Когда работа в огороде окончена, Вера подзывает детей, берет их за руки и отправляется в долгий обратный путь.
Добравшись до Ленинграда, они обнаруживают, что на улицах не протолкнуться: повсюду носятся и кричат люди. Может, это белые ночи так взбудоражили всех? Ближе к мосту через Фонтанку Вера слышит беспокойный гомон, возбужденные голоса, выкрики.
Вдруг раздается писк репродуктора, и тишину, как копье, пронзает слово: «Внимание». Стиснув руки детей, она проталкивается через толпу к динамику как раз к тому моменту, когда начинается объявление.
«Граждане и гражданки… сегодня, в четыре часа утра, без всякого объявления войны, германские вооруженные силы атаковали границы Советского Союза!..»
Диктор продолжает говорить, но Вера уже не слушает. Она думает только о том, как скорее попасть домой.

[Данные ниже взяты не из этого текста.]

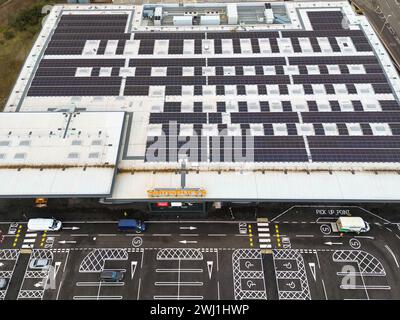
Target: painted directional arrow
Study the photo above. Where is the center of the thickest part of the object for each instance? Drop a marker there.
(332, 243)
(188, 228)
(312, 268)
(187, 241)
(66, 241)
(133, 268)
(56, 268)
(209, 267)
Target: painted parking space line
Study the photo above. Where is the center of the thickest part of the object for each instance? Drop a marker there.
(264, 235)
(179, 270)
(178, 297)
(180, 283)
(103, 284)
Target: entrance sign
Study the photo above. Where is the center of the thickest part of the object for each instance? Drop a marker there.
(176, 193)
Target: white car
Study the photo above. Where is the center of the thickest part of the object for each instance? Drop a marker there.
(39, 264)
(40, 224)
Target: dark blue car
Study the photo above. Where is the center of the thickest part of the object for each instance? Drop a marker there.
(131, 225)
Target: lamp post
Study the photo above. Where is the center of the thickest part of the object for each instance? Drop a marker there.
(386, 22)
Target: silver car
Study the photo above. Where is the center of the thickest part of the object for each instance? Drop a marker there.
(39, 264)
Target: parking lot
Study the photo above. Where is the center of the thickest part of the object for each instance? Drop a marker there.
(290, 256)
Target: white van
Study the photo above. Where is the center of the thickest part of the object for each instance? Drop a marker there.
(352, 224)
(44, 225)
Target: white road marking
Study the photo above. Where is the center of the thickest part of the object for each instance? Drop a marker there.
(177, 270)
(178, 297)
(140, 281)
(179, 283)
(262, 224)
(31, 235)
(323, 286)
(97, 297)
(363, 287)
(100, 283)
(393, 255)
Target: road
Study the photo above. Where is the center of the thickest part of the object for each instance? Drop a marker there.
(384, 15)
(290, 255)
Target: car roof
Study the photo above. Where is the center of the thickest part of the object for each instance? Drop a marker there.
(40, 223)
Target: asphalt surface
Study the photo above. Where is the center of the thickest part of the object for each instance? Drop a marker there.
(291, 255)
(384, 15)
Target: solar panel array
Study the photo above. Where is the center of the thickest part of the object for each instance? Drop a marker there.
(243, 64)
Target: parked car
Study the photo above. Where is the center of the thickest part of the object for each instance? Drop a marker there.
(111, 276)
(40, 224)
(352, 224)
(131, 225)
(39, 263)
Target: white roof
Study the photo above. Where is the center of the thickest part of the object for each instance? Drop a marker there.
(56, 154)
(223, 180)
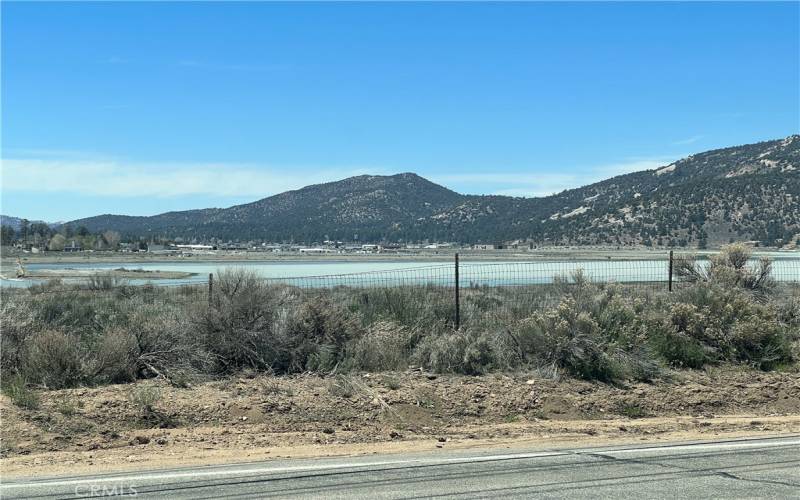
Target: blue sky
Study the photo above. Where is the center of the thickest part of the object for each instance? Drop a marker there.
(150, 107)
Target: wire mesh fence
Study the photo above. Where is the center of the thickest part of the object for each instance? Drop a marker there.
(445, 293)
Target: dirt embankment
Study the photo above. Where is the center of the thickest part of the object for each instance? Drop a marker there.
(151, 424)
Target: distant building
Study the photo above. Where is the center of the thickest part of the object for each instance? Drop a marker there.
(73, 247)
(195, 247)
(315, 250)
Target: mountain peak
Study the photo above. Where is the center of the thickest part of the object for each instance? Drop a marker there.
(746, 192)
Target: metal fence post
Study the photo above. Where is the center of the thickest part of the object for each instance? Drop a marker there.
(670, 271)
(458, 304)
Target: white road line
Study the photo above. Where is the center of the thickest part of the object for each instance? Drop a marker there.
(358, 465)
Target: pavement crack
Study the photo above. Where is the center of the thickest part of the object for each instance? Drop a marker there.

Задолго до того, как они добираются до квартиры на набережной Мойки, дети начинают плакать. Но Вера не обращает на них внимания. Она не только мать, которая сжимает ладони своих малышей, но еще дочь и жена, и сейчас ей нужно скорее увидеть маму и мужа. Она тащит детей вверх по грязным ступеням, вдоль коридоров, погруженных в гнетущую тишину. Свет в их комнате погашен, и глаза не сразу привыкают к темноте.
Мама и Ольга, по-прежнему в рабочей одежде, стоят у окна и обклеивают стекла газетами. При появлении Веры мама прерывает работу, шепчет «Слава богу» и обнимает дочь.
– Нам нужно действовать быстро, – говорит мама.
Ольга, доклеив последний газетный обрывок, присоединяется к матери и сестре. Вера видит, что она плакала: на веснушчатых щеках дорожки от слез, рыжеватые волосы растрепались. Когда Ольга нервничает или чего-то боится, она выдирает их целыми клочьями.
– Вера, – распоряжается мама, – ступайте с Олей в магазин. Купите все, что долго не портится. Гречку, мед, сахар, сало. Все, что найдете. А я побегу в кассу и сниму деньги. – Она опускается на корточки перед Аней и Левой. – Посидите тут одни, пока мы вернемся.
Аня тут же принимается ныть:
– Я хочу с тобой, бабушка.
Мама гладит внучку по щеке.
– Теперь многое изменится, и для детей тоже.
Она поднимается, берет сумку, проверяет, на месте ли голубая сберкнижка.
Втроем они выходят из квартиры и закрывают дверь. Как только замок щелкает, по ту сторону двери раздается плач.
Вера смотрит на мать:
– Я не могу бросить их там, запертых…
– Тебе придется привыкать к очень многому, чего ты раньше не могла сделать, – устало говорит мама. – Идем, не то будет слишком поздно.